Btw: A very nice blog!

Joan said...

''All new workers in the Basque Country start with a six to twelve month trial period. If they demonstrate that they are good workers and accept the cooperative system, they can become a member by investing about one year's salary – they can get a bank loan to pay this over 36 months at 3.7% interest.''

Do they get the bank loan fron Caja Laboral or from the indiviual cooperative?

Dada Maheshvarananda said...

Joan, the loan comes from the Caja Laboral cooperative bank.

Mikel told us a funny true story about that. Shortly after the first co-op was started by the five engineers who had trained under Father José María Arizmendiarrieta, he started urging them to start a cooperative bank. But they said they weren't interested. Then the priest went to Madrid for a few days, and when he returned, he brought the incorporation papers for the Caja Laboral. The good priest had FORGED their signatures and gotten the application approved. And to this day, the grand success of the Mondragón Cooperative Movement is credited in large part to the financial resources that the bank provides.

Rosie said...

Maybe it's to late to comment on this blog post, but I have a question regarding the following:

''All new workers in the Basque Country start with a six to twelve month trial period. If they demonstrate that they are good workers and accept the cooperative system, they can become a member by investing about one year's salary – they can get a bank loan to pay this over 36 months at 3.7% interest.''

If a worker wants to leave a Mondragon cooperative, do the individual cooperative have to pay him/her back this money?

Dada Maheshvarananda said...

Rosie,

No, the investment is non-refundable. However, if any Mondragon cooperative goes bankrupt, the Mondragon Cooperative Corporation guarantees employment in another cooperative for every worker. So each member is guaranteed work for life.

rosie said...

Thanks a lot for your answer!

Am I allowed to ask two more questions? I would be very happy if you could answer!

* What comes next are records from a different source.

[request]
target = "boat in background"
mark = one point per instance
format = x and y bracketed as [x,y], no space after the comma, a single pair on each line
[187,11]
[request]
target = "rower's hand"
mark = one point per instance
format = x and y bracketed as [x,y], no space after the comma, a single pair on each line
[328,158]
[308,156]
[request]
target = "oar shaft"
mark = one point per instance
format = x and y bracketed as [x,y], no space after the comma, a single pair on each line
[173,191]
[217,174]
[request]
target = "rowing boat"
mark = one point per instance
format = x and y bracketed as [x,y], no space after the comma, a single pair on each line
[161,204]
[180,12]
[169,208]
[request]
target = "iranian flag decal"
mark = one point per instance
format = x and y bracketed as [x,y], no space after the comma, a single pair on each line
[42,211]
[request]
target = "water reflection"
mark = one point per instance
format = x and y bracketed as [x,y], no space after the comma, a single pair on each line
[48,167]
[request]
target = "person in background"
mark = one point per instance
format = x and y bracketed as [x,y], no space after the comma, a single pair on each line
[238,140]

Can a cooperative fire workers, and if so, how do they do it? Do you know who makes the decisions if someone has to get fired (if someone's breaking the rules of the cooperative for example)?

In for example Argentina, according to what I know (correct me if I'm wrong), the cooperative legislation says that everyone working in a cooperative have the right to become member after a six-month trial period. In the Basque Country, such a law doesn't exist (again according to what I've read so correct me if I'm wrong), and that's why the cooperatives of Mondragon can hire people without making them members (like Eroski did until last year when everyone became members). Does every worker have the right to become member in the individual cooperatives of Mondragon (is there some kind of rule in Mondragon giving the workers the right to become members) or is that a decision of every individual cooperative?

Thanks again lot for you answer!

/Rosie

georg said...

hey dada, do individual cooperatives of mondragon compete with eachother?

Dada Maheshvarananda said...

Dear Rosie and Georg,

There is a one-year trial period before a worker is approved to join a cooperative in Mondragón. Yes, it is possible to fire a cooperative member, but that is a complicated process involving the collective membership with appeals procedures.

No cooperative in Mondragón is allowed to compete with any other cooperative. The Mondragón Cooperative Corporation is very strict about that.

georg said...

Cheers.

One more thing: Why do you think Mondragon coops invest so much in the future? It seems to me that some workers cooperatives that I've visited in for example Argentina are unwilling to reinvest profits in the their company because the workers often prefer to take out all the profits as wages instead of for example investing some of the profits in more marketing etc. Is that something you have experienced in workers-managed firms? If so, how do you think we can solve this problem and how did they solve it in Mondragon?